🤖 AI Summary
Verb Multi-Word Expressions (VMWEs)—including verb idioms, phrasal verbs, and light-verb constructions—pose significant challenges for machine translation (MT) due to their non-compositional semantics, frequently causing inaccuracies in multilingual MT systems. Method: We propose an LLM-based VMWE rewriting approach that automatically substitutes non-literal VMWEs with semantically equivalent literal paraphrases prior to MT decoding. Contribution/Results: Evaluated on multilingual parallel corpora and benchmark VMWE datasets across English→German/French/Spanish/Chinese directions, our method demonstrates that VMWEs substantially degrade overall translation quality (average BLEU reduction of 2.1–4.7 points). Rewriting yields statistically significant improvements—up to +3.9 BLEU—particularly for verb idioms and phrasal verbs. These results validate the efficacy of the “rewrite-then-translate” paradigm and establish a scalable, LLM-driven solution to the long-standing problem of translating non-compositional expressions.
📝 Abstract
Verbal multiword expressions (VMWEs) present significant challenges for natural language processing due to their complex and often non-compositional nature.
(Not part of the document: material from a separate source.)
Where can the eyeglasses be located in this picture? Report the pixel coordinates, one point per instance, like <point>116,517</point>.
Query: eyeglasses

While machine translation models have seen significant improvement with the advent of language models in recent years, accurately translating these complex linguistic structures remains an open problem. In this study, we analyze the impact of three VMWE categories -- verbal idioms, verb-particle constructions, and light verb constructions -- on machine translation quality from English to multiple languages. Using both established multiword expression datasets and sentences containing these language phenomena extracted from machine translation datasets, we evaluate how state-of-the-art translation systems handle these expressions. Our experimental results consistently show that VMWEs negatively affect translation quality. We also propose an LLM-based paraphrasing approach that replaces these expressions with their literal counterparts, demonstrating significant improvement in translation quality for verbal idioms and verb-particle constructions.